Tiffany & Company (TIF), the designer, manufacturer and retailer of fine jewelry, recently boosted quarterly dividend by 17.6%. The Board has approved an increase in annual dividend to 80 cents (or 20 cents quarterly) from 68 cents a share (or 17 cents quarterly). The increased dividend will be paid in April 2010.
Tiffany also notified that it will resume its share repurchase program, which was suspended in the third quarter of 2008 when the economy had faltered. The company hinted that it still has $402 million at its disposal under the current share repurchase authorization, which expires in January 2011.
Share repurchase is now becoming a common trend among retailers, who are showing signs of recovery. Recently, Target Corporation (TGT), the operator of general merchandise and food discount stores in the United States, said it is resuming its $10 billion share repurchase program authorized by its Board in November 2007.
GameStop Corporation (GME), the world’s largest video game and entertainment software retailer, also announced that its Board has approved a $300 million share repurchase program.

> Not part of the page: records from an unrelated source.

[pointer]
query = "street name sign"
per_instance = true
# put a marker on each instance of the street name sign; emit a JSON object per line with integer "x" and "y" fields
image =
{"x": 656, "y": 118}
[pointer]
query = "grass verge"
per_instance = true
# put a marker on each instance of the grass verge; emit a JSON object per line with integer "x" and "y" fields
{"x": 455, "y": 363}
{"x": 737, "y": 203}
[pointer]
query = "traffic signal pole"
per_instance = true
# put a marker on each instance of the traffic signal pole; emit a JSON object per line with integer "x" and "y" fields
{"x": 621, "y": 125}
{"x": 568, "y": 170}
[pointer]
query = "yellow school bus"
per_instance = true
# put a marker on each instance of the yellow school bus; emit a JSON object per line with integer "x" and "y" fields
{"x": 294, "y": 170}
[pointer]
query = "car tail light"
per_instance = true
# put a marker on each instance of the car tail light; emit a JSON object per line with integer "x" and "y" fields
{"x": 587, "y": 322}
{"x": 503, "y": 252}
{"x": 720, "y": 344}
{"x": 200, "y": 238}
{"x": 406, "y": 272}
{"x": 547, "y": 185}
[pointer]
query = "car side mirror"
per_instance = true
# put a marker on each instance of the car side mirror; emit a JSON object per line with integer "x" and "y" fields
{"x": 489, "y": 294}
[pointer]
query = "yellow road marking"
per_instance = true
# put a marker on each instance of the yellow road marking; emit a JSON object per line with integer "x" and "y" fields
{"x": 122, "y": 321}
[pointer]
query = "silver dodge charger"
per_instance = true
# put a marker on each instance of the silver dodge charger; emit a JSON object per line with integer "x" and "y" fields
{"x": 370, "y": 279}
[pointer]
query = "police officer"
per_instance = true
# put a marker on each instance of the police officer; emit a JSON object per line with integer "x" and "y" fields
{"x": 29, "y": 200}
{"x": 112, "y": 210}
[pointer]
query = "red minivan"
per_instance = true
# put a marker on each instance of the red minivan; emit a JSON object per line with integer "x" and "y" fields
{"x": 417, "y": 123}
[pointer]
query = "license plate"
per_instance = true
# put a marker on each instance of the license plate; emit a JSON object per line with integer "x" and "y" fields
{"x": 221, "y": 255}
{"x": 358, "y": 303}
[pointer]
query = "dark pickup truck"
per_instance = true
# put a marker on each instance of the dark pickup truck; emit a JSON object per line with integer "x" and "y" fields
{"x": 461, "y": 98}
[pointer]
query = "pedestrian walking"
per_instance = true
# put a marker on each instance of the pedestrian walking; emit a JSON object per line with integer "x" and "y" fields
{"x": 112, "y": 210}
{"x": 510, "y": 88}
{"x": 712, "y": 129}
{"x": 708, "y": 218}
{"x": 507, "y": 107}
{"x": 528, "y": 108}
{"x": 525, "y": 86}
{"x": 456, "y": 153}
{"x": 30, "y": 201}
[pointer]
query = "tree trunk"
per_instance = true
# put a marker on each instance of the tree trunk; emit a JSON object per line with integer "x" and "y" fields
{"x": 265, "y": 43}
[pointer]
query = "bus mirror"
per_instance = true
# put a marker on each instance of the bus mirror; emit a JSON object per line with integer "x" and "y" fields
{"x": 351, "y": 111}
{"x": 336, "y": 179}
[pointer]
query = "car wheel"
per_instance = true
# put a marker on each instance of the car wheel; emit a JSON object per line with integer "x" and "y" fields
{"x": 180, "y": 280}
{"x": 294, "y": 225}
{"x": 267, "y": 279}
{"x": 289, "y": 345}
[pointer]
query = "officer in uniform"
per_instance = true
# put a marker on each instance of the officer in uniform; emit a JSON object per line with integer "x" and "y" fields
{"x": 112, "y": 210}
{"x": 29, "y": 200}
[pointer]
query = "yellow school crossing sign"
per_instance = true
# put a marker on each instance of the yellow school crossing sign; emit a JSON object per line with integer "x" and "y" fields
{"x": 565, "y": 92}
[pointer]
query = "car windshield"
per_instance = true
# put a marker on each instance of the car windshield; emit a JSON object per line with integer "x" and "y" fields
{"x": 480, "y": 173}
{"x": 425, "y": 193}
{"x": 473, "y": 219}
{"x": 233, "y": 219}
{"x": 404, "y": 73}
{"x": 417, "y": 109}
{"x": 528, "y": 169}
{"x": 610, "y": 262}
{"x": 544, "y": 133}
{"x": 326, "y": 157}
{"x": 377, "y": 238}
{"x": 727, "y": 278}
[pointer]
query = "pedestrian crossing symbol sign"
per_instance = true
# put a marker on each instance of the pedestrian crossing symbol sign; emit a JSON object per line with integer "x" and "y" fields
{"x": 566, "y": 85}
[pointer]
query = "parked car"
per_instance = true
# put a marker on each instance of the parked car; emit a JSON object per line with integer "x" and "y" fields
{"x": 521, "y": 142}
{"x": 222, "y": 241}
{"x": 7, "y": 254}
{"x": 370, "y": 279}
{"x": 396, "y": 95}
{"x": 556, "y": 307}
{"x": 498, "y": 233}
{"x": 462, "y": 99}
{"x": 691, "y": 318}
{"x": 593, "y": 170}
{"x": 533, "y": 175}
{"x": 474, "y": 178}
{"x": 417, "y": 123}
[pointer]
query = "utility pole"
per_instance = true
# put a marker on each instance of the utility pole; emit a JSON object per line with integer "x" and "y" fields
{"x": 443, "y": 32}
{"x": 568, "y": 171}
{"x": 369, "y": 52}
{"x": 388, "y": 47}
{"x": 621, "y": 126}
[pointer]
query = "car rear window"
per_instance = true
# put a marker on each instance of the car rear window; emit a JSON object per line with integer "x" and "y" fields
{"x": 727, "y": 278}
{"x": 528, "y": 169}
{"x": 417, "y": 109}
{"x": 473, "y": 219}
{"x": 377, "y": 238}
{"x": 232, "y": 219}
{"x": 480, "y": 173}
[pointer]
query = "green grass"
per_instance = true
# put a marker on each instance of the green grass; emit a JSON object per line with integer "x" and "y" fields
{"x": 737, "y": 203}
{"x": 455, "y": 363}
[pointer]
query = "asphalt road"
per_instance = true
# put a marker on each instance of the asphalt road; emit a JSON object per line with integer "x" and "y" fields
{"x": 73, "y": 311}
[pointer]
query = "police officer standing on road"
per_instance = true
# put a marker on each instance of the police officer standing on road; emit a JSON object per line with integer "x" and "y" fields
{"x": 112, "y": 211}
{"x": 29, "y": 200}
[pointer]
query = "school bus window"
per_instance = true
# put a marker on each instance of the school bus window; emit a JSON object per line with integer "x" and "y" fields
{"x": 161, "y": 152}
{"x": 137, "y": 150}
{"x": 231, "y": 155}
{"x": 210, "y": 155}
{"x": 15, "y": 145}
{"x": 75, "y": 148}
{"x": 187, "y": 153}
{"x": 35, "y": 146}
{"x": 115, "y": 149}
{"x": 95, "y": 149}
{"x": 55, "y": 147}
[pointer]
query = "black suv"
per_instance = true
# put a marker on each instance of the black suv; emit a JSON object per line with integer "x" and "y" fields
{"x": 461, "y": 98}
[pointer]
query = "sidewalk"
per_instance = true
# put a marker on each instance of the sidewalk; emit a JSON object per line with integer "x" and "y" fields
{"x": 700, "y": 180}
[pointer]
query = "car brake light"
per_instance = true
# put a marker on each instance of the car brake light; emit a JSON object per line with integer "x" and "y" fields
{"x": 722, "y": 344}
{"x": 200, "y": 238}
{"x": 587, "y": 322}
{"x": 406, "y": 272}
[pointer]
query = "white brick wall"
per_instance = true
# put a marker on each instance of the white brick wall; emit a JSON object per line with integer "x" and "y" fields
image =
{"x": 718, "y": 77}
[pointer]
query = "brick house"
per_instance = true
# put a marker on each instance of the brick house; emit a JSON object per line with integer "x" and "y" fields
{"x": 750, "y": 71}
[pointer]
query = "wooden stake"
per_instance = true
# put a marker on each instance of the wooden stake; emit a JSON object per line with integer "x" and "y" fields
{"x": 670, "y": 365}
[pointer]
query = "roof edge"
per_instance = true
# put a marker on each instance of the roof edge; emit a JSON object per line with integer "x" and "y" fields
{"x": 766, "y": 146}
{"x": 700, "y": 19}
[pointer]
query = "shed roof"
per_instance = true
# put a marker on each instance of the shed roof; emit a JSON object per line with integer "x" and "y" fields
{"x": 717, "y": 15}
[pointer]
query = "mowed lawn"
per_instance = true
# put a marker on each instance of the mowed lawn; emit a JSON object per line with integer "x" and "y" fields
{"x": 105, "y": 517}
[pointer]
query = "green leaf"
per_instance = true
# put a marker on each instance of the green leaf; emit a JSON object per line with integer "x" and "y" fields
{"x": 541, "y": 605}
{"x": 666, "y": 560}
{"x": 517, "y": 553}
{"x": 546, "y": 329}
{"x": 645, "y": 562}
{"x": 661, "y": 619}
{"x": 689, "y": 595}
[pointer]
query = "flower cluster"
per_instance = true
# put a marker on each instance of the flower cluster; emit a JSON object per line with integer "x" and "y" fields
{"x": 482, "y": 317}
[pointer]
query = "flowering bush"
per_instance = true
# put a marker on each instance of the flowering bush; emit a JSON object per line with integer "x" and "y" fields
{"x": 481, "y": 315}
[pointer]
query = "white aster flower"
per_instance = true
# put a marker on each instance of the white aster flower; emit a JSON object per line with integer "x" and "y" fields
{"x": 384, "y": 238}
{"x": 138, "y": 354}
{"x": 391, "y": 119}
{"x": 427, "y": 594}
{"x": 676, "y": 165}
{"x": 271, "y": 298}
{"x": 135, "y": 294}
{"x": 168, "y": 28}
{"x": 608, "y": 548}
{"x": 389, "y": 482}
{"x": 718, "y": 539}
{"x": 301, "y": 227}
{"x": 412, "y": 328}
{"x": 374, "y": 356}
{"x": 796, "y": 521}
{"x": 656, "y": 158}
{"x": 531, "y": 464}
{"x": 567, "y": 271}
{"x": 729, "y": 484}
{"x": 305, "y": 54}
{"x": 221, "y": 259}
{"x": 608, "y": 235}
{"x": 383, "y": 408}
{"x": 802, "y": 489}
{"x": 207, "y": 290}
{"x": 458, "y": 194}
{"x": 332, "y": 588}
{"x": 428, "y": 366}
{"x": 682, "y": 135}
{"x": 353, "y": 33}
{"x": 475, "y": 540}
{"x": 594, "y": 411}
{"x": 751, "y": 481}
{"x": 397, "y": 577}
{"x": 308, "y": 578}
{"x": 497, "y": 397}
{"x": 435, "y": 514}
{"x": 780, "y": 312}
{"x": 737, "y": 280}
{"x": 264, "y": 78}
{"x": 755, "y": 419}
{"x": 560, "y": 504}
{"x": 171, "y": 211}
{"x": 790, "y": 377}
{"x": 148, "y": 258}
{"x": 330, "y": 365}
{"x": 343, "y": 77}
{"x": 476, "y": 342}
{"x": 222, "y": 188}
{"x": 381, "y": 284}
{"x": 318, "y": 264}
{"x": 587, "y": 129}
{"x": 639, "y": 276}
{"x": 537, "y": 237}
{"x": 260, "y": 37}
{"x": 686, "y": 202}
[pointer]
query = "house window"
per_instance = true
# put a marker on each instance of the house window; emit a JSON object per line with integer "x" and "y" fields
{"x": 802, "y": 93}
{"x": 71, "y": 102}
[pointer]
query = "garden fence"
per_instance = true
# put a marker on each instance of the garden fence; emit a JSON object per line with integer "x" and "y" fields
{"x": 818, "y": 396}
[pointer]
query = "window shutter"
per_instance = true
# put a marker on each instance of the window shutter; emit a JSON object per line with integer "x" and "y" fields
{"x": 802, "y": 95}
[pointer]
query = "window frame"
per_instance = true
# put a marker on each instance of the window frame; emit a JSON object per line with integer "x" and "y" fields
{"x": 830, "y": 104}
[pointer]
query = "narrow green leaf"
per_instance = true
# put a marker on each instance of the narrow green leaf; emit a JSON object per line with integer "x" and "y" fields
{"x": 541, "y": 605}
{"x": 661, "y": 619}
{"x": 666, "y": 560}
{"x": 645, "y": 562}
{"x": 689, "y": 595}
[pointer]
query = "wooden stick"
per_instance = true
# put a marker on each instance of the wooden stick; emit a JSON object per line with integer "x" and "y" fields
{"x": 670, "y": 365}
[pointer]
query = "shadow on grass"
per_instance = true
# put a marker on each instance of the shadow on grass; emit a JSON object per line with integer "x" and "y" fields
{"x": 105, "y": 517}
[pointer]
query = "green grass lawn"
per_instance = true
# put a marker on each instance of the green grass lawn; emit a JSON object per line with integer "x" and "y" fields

Tiffany, the New York based company that holds a significant position in the world jewelry market due to its distinctive brand appeal, recently raised its full year targets on the heels of better-than-expected holiday sales. The company now expects fiscal year 2009 earnings between $2.07 and $2.12 per share, up from $1.88 to $1.98 projected earlier. The company said it remains on track to achieve net sales of approximately $2.7 billion.
As of December 31, 2009, Tiffany operated 220 stores and boutiques – 91 in the Americas, 102 in the Asia-Pacific and 27 in Europe .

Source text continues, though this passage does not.